Metrics was very much a large part of day two with talks on measuring what students want to how libraries communicate with their users. There was a strong theme of creating positive change, whether that be through Rachel Neaman's plenary on digital inclusion or new ways libraries can work with everything to 3D printing to gamification thrown into the melting pot.
You can view the entire programme here for more information.
Whilst the 3,000 plus Tweets from the conference can be viewed here:here: http://eventifier.com/event/ili2014/
The conference ended with a session on the ILI2014 App developed over the course of the conference, which sadly I had to miss due to catching my train back home. I did however stay around long enough to find out I was one of the winners of the conference selfie competition along with Bryan Kelly from CETIS and Toun Oyelude from Kenneth Dike Library, University of Ibadan. The winning image (brace yourself, is below). We all won a box of Green and Blacks chocolates, so well worth the effort.
#ili2014 #justmet @libraryprof and @briankelly who i've met loads pic.twitter.com/v8z3Oz28DR
— Andy Tattersall (@Andy_Tattersall) October 21, 2014
Here are the slides from our conference workshop - excluding Ehsan Mohammadi's at his request due to them being used at a future event.

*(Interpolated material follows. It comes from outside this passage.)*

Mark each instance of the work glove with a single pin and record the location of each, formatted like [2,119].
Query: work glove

Here are the slides from our conference presentation on Altmetrics
I also got to see the story of the Anonymous hackers group at the Royal Theatre in Sloane Square, which has been turned into a hilarious and at times scary musical. It was quite fitting to find myself chatting with a guy from the U.S. before the show, whose job it was to stop such groups gaining access to websites and databases for the likes of the U.S. government. I never really got to ask him what he thought of Anonymous and Lulzsec. I've posted a video of the show and cannot recommend it highly enough, even if you are not that interested in the Web, it has a real human interest angle to it and is very, very funny.